Show that $d$ is continuous on $M \times M$, where $M \times M$ is supplied with "the" product metric (referring to any one of $d_1$, $d_2$, or $d_\infty$). This says that $d$ is jointly continuous, that is, continuous as a function of two variables. [Hint: if $x_n \to x$ and $y_n \to y$, show that $d(x_n, y_n) \to d(x, y)$]
I don't completely understand this question. Using the hint provided by Carothers, I came up with the following proof:
Choose a point $q = (x, y)\in M \times M$ along with convergent sequences $x_n, y_n \in M$ where $x_n \to x$ and $y_n \to y$. Setting $N$ sufficiently high so that $|x_n - x|$ and $|y_n - y|$ are less than $ \epsilon/2$ for all $n\geq N$, we find that the distance between $q$ and $q_n = (x_n, y_n)$ is $$d^p(q_n, q) = (|x_n - x|^p + |y_n - y|^p)^{1/p} < \epsilon \text{ for all }n \geq N\\ \text{or equivalently, that }d(x_n, y_n) \to d(x, y)$$
Where I'm having trouble is in understanding how this maps onto the definition of continuity using pre-images, i.e., $B_\delta^d(x) \subset f^{-1}(B_\epsilon^\rho(f(x))$.
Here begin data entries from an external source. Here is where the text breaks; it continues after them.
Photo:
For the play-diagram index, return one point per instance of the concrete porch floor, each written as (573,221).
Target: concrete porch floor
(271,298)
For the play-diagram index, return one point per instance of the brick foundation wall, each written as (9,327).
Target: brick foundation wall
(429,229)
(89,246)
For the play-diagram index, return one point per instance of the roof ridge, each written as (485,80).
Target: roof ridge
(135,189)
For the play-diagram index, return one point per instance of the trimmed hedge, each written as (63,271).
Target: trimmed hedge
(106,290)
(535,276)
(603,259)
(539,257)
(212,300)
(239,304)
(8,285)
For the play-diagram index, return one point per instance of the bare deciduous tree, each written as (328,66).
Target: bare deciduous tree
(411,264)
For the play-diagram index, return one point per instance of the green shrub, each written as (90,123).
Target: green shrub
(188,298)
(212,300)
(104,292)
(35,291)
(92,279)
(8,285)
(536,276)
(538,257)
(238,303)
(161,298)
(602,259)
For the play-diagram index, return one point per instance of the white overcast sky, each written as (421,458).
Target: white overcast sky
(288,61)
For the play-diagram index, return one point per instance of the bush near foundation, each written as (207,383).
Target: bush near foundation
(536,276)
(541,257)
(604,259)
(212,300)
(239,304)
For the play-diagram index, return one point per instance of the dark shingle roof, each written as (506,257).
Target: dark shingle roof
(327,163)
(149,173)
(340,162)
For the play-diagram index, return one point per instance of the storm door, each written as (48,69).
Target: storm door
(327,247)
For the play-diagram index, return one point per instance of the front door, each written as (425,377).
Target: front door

If the distance function is the map $f: (M\times M, d) \to ([0, \infty), d)$, are we simply defining $f(q^i) = d(q^i, q)$ and then saying that points in the $\delta < \epsilon$ open neighborhood of $q$ in $M\times M$ are in the preimage of the open interval $[0, \epsilon)$ of $[0, \infty)?$
Edit: Just to clarify, I believe I understand the relationship between the sequential and topological definitions of continuity, but was confused over whether the question is asking me to establish the continuity of $d^p$ using the metric itself, i.e., whether I'm being asked to show that $d^p(B_\delta^{d_p}(q)) \subset B_\epsilon^{d_p}(d^p(q))$.